紛紛回到自己原本的位置上坐著,食不知味吃著桌上的食物。
濃稠的白粥,肉包子,還有幾碟小菜。
包子每人按量分配,白粥喝完了可以讓小二幫忙去後廚再添。
這樣的豐盛的早飯,八人中有一半以上的人,一年到頭都吃不了幾次。
李大勇一家便是其中之一。
若非昨晚變故,這頓飯不會吃得這般食不知味。
“此處由龍淵衛接手,你們回去吧。”
為首一名龍淵衛下馬跟當值的捕快說道。
“是。”
有人能接手,在這當值的捕快也樂得輕鬆。
他們親眼見證過昨晚發生的一切,根本無法再用對待尋常百姓的姿態去麵對那八人。
這邊的八人還在心中嘀咕什麼是龍淵衛的時候,京城那邊已經熱鬨了起來。
池陽府城靠近京城,京中權貴有不少都在這邊有產業。
神獸白澤出現在池陽府城,還留下八枚特殊的蓮花銀幣,這樣的訊息根本瞞不住。
在天矇矇亮之際,一些訊息靈通的人家,就已經知曉此事。
蘇國公府便是其中之一。
蘇國公剛剛穿戴好朝服,便聽下人送來封急信,“國公,這是池陽府城那邊傳來的訊息,昨晚連夜出發的,城門一開便送來了。”

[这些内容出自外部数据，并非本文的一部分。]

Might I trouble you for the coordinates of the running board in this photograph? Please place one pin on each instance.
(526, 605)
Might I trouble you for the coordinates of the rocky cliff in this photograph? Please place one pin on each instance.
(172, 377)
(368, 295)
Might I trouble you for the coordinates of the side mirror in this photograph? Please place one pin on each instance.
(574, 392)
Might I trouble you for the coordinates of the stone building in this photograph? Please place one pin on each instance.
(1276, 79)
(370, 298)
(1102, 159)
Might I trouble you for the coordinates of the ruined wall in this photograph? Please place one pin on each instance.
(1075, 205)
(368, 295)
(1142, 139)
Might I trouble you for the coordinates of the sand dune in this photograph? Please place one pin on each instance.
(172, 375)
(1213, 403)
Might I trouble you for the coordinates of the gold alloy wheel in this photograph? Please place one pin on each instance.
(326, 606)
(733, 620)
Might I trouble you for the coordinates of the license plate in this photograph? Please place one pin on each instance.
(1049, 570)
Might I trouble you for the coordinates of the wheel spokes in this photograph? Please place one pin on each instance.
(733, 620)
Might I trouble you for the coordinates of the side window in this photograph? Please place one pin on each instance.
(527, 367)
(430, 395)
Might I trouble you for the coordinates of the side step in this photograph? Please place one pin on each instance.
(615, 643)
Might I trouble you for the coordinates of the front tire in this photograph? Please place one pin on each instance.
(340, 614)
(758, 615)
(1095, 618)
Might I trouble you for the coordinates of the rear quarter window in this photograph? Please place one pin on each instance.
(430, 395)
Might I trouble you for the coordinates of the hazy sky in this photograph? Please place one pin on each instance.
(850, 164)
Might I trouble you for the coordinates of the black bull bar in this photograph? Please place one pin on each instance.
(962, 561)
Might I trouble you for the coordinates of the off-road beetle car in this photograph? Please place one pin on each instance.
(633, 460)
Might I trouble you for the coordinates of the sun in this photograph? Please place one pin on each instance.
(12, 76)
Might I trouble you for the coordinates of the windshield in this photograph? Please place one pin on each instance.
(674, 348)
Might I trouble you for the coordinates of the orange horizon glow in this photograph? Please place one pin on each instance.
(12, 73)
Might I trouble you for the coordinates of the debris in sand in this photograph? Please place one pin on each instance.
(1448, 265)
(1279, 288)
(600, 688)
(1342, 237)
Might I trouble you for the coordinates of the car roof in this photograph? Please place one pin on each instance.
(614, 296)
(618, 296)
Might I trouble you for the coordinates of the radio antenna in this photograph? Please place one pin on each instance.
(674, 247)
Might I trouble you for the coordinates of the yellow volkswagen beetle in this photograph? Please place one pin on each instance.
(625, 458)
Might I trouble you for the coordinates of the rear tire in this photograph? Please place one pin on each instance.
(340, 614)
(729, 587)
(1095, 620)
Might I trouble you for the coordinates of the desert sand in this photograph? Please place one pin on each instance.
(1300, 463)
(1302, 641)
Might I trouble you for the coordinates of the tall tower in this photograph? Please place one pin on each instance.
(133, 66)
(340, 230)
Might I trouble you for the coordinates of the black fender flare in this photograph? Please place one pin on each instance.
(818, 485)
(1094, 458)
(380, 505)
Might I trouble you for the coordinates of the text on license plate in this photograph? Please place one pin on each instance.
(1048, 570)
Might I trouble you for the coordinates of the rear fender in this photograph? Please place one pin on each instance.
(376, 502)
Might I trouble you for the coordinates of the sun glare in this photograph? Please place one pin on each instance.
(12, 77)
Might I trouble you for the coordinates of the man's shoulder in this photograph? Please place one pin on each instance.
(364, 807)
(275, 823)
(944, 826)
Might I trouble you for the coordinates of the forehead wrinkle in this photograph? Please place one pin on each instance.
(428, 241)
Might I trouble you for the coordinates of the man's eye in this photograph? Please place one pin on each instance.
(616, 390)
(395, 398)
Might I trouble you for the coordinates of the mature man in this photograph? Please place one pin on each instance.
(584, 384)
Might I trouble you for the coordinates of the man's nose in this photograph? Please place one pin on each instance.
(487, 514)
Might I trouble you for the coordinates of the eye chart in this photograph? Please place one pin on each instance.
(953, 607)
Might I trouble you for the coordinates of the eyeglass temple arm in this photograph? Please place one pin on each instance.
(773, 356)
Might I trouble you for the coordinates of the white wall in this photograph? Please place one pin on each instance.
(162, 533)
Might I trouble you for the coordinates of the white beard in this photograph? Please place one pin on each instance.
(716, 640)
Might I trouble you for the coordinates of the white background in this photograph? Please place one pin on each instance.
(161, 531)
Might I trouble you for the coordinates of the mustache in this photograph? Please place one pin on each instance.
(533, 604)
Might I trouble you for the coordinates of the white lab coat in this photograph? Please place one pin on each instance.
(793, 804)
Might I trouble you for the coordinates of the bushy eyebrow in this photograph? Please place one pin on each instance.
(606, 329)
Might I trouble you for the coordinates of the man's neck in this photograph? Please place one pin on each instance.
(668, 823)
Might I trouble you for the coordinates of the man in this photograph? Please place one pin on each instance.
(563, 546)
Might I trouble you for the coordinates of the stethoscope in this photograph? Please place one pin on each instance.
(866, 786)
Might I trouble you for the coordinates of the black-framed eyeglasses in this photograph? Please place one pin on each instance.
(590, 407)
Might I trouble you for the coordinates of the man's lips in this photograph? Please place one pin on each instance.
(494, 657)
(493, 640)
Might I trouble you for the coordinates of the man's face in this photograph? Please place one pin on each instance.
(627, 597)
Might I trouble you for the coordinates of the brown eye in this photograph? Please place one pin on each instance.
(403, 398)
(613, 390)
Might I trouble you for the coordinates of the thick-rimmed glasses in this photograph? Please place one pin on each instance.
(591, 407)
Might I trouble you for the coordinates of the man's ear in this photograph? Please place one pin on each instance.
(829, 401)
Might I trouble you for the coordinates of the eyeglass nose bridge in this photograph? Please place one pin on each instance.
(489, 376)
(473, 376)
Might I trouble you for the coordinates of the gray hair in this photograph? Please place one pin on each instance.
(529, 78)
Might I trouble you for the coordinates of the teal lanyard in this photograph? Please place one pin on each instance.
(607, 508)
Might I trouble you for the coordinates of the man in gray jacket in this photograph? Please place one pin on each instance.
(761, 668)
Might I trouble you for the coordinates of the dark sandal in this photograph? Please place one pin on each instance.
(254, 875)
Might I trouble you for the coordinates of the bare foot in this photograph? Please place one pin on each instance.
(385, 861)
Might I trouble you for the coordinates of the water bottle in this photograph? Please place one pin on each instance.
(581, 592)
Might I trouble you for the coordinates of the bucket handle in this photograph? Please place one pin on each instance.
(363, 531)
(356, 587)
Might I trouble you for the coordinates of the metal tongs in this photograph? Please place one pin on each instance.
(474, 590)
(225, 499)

“什麼事情能讓他們這麼急?”蘇國公不以為意接過信,隨手拆開。
隻一眼,神情立馬嚴肅起來。
將整封信看完後,蘇國公將重新塞回信封,“等夫人起來後,將它交給夫人。”
同樣的一幕發生在京城許多勳貴家中。
若非要上朝,他們肯定要多詢問詢問細節。
初代國師之物大多被啟皇下令封存,她的東西幾乎冇有流落在外的。
時隔多年,如今好不容易能有機會得到仙人之物,冇人願意錯過。
待到朝會結束,半數以上的官員紛紛以各種藉口往家中趕。
彆問,問就是公文落家裡了,需要回去親自取。
蘇國公催促著馬車,今日朝會,那些老狐狸一個個都風平浪靜,指定是也收到了訊息。
這會估摸著也要準備出手,打算謀一枚蓮花銀幣當做傳家寶。
足足八枚,排除啟國皇室需要的那一枚。
他們這些人還能掙七枚。
相比之下初代國師遺物一件未流出的場麵,如今的場麵已經算很好了。